Are E-mini futures cash-settled?
Yes. All E-mini and Micro E-mini index futures are cash-settled at expiration. There is no physical delivery of stocks. Open positions held through expiration are settled to the Special Opening Quotation on the third Friday of the contract month, and the cash difference is debited or credited to your account.
What is the contract cycle for E-mini futures?
E-mini index futures follow a quarterly cycle: March (H), June (M), September (U), and December (Z). The active front-month contract rolls to the next quarterly contract on the second Thursday of the expiration month, the Thursday before the third Friday. Liquidity migrates with the roll.
Which E-mini is best for beginners?
For absolute beginners, the right starting point is MES, the Micro E-mini S&P 500. Same product as ES at one-tenth the dollar size, so the lessons cost ten times less. After three consistent months on MES, the natural progression is ES for liquidity, then MNQ for traders who want more volatility per tick.
How much margin do E-mini futures require?
Margin varies by contract and broker, but as of 2026, overnight initial margin is roughly $13,000 to $15,000 for ES, $18,000 to $22,000 for NQ, $9,000 to $11,000 for YM, and $7,000 to $9,000 for RTY. Day-trade margin is much lower, often $50 to $2,000 per contract. Micro margins are one-tenth of standard E-minis. Verify current numbers with your broker before trading.
Can you trade E-minis at a prop firm?
Yes. ES, NQ, YM, RTY and their Micros are supported at every major futures prop firm in 2026, including Apex Trader Funding, Topstep, Alpha Futures, MyFundedFutures, Tradeify, Take Profit Trader, and FundedNext Futures. ES and MES are the two most-traded symbols across the industry. Each firm sets its own contract limits per account size.
What is the difference between E-mini and full-size index futures?
Full-size index futures, like the original SP contract, were larger pit-traded products designed for institutional hedgers.
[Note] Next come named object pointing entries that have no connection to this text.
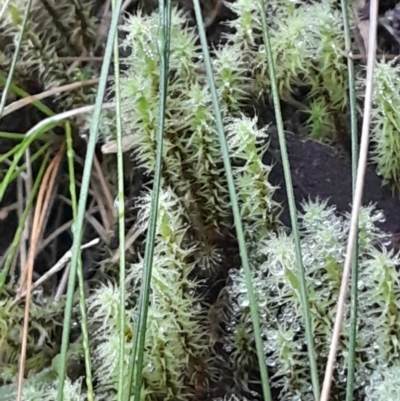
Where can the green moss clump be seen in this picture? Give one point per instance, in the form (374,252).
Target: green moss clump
(278,292)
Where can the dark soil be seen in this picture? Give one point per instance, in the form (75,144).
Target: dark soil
(318,171)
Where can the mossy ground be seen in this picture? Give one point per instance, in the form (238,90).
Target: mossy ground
(321,170)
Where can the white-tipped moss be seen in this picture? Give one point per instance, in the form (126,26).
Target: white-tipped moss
(386,122)
(323,246)
(176,343)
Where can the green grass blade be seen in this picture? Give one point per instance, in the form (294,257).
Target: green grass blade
(164,50)
(235,208)
(292,204)
(354,163)
(20,92)
(15,58)
(82,302)
(78,228)
(121,222)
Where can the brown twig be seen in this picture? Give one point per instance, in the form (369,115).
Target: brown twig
(19,104)
(362,165)
(40,210)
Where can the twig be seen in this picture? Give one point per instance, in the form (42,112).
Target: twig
(57,267)
(40,210)
(19,104)
(362,164)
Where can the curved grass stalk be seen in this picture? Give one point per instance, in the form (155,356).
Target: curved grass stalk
(164,50)
(357,198)
(78,229)
(354,160)
(235,208)
(292,205)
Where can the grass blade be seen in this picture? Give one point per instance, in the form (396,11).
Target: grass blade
(235,207)
(78,229)
(354,160)
(164,49)
(292,204)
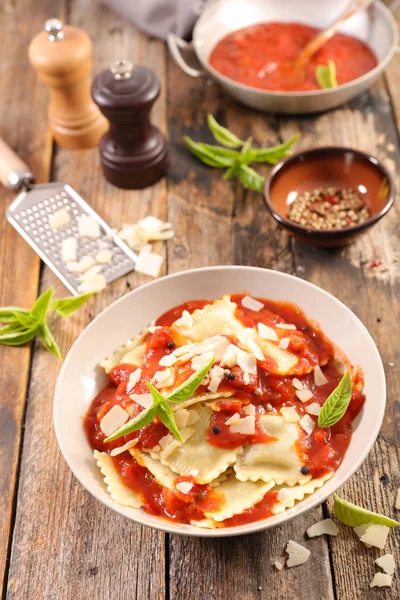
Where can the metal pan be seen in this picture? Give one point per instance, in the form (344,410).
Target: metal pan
(375,26)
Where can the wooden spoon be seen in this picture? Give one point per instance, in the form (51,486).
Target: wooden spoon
(293,70)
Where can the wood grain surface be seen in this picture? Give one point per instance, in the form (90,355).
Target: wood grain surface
(56,541)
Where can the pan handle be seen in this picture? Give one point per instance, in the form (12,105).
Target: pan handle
(13,171)
(175,45)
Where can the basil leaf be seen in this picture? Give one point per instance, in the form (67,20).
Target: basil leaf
(326,75)
(8,313)
(166,417)
(66,306)
(188,387)
(251,179)
(222,134)
(336,404)
(41,306)
(273,154)
(354,516)
(48,340)
(144,418)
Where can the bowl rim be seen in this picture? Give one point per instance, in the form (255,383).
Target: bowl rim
(301,94)
(309,504)
(323,234)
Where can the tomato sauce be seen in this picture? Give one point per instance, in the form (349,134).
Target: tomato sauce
(263,55)
(321,452)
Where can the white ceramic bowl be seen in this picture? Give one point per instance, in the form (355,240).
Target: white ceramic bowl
(81,378)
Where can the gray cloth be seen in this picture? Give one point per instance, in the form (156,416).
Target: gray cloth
(160,17)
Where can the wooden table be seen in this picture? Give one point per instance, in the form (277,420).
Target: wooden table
(56,541)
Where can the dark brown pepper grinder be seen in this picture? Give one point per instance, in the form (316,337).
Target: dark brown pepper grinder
(133,152)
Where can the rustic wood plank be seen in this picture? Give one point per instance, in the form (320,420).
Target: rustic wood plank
(218,223)
(19,266)
(374,296)
(62,534)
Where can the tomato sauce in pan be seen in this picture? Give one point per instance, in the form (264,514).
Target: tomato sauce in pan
(262,56)
(321,452)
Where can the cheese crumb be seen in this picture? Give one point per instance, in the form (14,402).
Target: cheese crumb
(69,249)
(298,555)
(59,219)
(327,526)
(290,414)
(313,409)
(88,227)
(113,419)
(184,486)
(149,264)
(375,535)
(267,333)
(387,563)
(319,377)
(252,304)
(307,424)
(134,378)
(104,257)
(381,580)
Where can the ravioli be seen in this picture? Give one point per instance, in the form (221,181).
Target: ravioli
(196,453)
(119,492)
(276,461)
(239,496)
(217,318)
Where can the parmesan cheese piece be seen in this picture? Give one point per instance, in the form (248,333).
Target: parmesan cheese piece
(313,409)
(233,419)
(387,563)
(69,249)
(397,502)
(375,535)
(113,419)
(327,526)
(217,374)
(92,284)
(245,426)
(59,218)
(149,264)
(267,333)
(88,227)
(145,400)
(252,304)
(134,378)
(304,395)
(381,580)
(185,320)
(104,257)
(319,377)
(290,414)
(289,326)
(298,555)
(184,486)
(307,424)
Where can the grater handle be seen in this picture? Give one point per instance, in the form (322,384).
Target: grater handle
(14,173)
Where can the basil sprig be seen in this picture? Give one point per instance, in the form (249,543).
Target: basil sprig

E-minis are the electronic, smaller-size versions launched to give retail and screen-based traders access. Most full-size index contracts have been delisted or made illiquid; the E-mini is now the standard product for institutional and retail flow alike.
Can I mix E-minis and Micros in the same trade?
Yes, mechanically. You can hold ES and MES simultaneously, or NQ and MNQ. But mixing creates accounting confusion and uneven risk per leg. For most traders the cleaner approach is to size in one product. Mixing is typically only useful when you want a partial-tenth contract size that pure E-minis or pure Micros cannot deliver.